- Reign: 732 BC
- Predecessor: Nabû-nādin-zēri
- Successor: Nabû-mukin-zēri
- House: Dynasty of E

= Nabu-suma-ukin II =

Nabû-šuma-ukîn II, inscribed ^{m}[^{d}]Nabû-šuma-úkîn or ^{m}Šuma-[úkîn], whose complete name (meaning "Nabû has established legitimate progeny") is only known from the Kinglist A, was a usurper and briefly king of Babylon for one month and two days during 732 BC before he was swept aside by his successor, Nabû-mukin-zēri.

==Biography==

His reign was so fleeting he was omitted from the Ptolemaic Canon. His Assyrian contemporary was Tukultī-apil-Ešarra III who was too distracted campaigning in Syria to react to political events. He came to power as a disaffected former provincial governor leading a rebellion against Nabû-nādin-zēri, the son and successor of Nabû-Nasir.

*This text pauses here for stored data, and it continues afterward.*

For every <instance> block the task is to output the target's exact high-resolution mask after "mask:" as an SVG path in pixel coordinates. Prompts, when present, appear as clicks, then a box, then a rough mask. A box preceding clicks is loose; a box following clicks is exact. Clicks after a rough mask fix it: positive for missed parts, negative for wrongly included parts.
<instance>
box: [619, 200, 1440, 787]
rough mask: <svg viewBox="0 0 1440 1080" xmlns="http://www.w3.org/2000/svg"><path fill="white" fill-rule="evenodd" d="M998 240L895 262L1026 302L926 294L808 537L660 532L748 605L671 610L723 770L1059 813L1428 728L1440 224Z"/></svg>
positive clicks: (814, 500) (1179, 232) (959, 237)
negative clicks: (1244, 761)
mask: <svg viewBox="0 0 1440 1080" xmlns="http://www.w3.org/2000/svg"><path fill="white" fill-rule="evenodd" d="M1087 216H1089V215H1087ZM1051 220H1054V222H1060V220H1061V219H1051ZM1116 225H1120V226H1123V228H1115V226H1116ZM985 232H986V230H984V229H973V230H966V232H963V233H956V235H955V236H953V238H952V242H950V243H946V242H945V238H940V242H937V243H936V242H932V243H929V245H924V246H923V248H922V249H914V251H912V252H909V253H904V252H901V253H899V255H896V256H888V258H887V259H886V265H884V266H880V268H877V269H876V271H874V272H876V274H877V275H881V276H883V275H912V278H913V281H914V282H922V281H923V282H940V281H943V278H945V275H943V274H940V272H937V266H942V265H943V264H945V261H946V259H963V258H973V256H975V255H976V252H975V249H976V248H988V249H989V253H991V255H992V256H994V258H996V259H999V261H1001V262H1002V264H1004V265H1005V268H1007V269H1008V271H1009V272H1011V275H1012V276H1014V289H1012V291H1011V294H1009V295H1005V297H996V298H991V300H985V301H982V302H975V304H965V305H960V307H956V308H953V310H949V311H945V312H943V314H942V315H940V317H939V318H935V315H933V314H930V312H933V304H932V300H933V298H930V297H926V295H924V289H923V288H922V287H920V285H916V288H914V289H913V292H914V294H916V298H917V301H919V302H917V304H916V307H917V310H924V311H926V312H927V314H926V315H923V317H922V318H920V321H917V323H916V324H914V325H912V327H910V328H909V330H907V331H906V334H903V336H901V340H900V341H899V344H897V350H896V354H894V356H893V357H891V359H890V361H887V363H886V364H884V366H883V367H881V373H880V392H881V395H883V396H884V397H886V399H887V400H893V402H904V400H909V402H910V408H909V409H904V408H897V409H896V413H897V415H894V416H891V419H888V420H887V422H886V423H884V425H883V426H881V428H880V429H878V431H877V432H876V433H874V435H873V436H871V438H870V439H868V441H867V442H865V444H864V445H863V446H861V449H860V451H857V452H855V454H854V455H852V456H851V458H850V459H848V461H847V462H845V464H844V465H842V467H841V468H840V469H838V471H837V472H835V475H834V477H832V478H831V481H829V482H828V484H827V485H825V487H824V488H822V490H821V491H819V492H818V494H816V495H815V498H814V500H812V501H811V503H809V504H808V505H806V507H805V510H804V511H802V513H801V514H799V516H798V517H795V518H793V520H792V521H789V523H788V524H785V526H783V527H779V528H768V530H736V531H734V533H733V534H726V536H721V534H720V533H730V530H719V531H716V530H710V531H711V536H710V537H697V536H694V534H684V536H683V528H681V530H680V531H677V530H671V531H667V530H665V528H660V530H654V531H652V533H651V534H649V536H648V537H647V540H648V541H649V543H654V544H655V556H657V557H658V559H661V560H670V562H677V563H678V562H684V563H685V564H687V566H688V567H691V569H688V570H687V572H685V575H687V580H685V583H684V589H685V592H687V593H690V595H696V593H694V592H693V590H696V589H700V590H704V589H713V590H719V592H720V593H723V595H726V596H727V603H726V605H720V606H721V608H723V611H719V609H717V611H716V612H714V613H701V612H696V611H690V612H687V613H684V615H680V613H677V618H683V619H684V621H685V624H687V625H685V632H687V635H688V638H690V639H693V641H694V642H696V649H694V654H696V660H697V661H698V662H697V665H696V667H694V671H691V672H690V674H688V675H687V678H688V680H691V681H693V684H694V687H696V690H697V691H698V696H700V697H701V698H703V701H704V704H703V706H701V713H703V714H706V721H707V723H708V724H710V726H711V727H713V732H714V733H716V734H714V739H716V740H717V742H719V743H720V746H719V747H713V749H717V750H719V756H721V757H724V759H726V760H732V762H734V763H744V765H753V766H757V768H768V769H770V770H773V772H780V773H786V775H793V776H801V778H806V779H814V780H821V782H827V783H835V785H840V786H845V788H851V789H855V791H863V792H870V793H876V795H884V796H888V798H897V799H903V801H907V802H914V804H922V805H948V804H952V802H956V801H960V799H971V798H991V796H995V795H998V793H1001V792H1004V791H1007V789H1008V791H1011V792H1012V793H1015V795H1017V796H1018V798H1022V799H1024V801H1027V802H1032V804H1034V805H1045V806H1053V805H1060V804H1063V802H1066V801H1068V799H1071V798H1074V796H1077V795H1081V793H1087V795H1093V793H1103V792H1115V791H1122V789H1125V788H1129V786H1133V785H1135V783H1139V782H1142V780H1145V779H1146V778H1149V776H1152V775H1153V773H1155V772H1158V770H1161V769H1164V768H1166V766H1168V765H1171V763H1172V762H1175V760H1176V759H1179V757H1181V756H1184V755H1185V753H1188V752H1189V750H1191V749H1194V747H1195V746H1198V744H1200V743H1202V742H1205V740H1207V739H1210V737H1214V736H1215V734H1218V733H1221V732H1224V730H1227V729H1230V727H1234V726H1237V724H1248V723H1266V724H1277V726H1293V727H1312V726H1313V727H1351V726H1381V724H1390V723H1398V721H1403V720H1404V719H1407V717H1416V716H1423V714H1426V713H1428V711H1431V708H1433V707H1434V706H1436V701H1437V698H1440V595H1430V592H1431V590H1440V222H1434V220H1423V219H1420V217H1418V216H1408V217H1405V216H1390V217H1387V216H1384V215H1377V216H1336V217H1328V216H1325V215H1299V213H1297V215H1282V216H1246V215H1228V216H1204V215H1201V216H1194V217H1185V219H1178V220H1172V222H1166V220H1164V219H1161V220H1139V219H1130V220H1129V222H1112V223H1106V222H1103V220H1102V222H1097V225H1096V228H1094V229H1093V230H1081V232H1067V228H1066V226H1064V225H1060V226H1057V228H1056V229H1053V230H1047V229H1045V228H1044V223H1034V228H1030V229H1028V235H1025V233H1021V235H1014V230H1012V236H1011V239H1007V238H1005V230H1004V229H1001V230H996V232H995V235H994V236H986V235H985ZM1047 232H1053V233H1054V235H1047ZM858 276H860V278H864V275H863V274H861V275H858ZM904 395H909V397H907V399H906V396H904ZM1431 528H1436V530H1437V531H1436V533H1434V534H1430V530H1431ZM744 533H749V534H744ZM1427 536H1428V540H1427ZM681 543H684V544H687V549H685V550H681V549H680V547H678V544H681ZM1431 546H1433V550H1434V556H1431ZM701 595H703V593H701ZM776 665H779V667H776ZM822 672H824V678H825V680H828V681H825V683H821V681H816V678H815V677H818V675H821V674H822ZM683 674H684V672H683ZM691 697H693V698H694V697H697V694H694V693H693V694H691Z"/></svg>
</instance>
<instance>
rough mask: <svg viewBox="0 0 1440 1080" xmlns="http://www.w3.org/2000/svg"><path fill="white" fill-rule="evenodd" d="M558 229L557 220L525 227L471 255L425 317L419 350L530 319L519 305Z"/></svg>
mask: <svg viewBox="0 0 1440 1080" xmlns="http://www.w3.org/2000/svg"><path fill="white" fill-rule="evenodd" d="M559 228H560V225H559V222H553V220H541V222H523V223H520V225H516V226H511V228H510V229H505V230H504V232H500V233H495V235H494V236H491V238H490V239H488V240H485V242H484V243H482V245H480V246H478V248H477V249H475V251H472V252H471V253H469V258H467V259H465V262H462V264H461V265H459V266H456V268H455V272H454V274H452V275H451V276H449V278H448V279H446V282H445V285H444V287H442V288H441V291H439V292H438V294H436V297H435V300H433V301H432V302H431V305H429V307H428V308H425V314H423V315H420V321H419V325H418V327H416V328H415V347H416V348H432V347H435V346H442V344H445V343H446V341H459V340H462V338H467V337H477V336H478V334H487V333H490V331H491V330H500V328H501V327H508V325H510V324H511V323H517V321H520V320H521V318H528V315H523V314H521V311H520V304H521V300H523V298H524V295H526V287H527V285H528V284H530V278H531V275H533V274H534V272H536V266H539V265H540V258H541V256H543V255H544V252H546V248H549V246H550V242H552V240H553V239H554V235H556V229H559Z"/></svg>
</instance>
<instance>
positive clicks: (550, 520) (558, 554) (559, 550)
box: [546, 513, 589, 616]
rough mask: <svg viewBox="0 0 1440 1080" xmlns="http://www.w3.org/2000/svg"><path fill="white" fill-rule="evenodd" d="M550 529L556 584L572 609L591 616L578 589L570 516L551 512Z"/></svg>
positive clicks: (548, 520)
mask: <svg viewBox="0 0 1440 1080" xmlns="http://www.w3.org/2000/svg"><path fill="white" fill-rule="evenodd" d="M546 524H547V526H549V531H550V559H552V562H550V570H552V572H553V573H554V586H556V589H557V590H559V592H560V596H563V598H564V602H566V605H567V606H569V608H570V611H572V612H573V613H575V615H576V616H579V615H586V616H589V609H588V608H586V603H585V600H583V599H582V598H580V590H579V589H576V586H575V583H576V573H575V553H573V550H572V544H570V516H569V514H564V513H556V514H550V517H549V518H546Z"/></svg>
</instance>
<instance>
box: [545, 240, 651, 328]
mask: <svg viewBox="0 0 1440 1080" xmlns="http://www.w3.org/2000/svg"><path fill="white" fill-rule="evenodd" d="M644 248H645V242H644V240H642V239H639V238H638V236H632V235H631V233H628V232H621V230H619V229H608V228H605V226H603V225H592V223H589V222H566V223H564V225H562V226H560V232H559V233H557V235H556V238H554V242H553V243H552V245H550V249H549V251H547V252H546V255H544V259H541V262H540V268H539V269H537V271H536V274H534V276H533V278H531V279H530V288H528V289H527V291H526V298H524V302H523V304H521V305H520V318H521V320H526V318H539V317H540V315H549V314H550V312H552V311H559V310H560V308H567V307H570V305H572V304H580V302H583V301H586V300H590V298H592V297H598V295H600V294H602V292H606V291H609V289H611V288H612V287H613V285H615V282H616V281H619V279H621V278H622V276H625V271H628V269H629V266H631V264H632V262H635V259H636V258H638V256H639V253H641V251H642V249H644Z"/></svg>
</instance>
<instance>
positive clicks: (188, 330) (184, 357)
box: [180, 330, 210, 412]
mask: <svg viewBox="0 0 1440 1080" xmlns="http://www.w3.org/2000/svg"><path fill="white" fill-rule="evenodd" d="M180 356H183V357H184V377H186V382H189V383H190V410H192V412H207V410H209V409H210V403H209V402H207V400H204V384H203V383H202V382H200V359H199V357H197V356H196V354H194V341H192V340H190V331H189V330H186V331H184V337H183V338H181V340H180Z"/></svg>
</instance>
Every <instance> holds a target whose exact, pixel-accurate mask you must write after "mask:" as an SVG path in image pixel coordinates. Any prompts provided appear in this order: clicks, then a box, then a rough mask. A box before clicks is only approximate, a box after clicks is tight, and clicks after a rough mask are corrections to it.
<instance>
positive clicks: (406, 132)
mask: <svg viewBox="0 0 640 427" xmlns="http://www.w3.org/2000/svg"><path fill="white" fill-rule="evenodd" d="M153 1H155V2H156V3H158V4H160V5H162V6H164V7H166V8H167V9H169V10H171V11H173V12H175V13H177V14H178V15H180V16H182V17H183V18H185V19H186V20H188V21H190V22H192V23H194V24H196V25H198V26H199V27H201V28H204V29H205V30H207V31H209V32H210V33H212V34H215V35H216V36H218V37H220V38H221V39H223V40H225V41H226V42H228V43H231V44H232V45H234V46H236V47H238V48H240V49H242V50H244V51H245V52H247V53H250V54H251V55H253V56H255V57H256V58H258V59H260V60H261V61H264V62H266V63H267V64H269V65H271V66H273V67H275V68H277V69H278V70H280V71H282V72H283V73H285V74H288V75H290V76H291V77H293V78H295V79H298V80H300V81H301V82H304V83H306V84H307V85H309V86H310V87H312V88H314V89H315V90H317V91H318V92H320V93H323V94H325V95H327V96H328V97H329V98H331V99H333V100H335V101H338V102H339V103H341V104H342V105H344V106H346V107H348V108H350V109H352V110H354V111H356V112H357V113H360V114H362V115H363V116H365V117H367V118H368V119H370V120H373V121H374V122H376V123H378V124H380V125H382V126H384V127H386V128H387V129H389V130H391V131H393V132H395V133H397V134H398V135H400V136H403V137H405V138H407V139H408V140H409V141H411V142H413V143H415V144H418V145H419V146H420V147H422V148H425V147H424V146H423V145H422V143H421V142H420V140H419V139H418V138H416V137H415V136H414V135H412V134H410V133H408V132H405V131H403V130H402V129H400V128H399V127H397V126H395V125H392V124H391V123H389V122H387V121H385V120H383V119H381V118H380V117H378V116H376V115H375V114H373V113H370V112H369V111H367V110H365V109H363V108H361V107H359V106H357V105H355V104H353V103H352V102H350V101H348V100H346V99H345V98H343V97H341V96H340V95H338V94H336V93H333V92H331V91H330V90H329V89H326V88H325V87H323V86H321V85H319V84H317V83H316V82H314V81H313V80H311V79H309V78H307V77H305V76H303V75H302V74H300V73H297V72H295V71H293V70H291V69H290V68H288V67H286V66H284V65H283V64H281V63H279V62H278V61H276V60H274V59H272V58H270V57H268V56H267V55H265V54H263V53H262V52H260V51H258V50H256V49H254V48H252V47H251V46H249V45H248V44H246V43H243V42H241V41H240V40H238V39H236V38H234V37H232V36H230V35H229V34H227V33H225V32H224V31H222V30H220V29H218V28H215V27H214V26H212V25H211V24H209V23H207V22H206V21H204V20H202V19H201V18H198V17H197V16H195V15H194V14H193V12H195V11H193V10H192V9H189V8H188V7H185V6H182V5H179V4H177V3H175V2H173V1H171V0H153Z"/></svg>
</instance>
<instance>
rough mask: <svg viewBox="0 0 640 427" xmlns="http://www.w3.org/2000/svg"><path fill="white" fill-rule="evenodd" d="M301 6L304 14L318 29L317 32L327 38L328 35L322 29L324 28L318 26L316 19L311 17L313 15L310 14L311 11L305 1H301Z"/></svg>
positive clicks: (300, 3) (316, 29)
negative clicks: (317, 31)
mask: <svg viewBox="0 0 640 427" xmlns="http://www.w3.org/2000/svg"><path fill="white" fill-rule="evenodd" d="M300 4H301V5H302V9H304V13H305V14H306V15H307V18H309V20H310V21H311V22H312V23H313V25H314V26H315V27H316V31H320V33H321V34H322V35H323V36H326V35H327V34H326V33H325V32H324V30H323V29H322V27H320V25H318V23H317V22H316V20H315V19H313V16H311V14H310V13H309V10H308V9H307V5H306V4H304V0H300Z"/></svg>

He was deposed and replaced by the Chaldean chief, Nabû-mukin-zēri, of the Bīt-Amukani tribe, within weeks establishing a trend as later pretenders from the traditional Babylonian population were likewise to be displaced quickly by Chaldeans, Marduk-zakir-šumi II by Marduk-apla-iddina II in 703 BC and Nergal-ušezib by Mušezib-Marduk in 692 BC.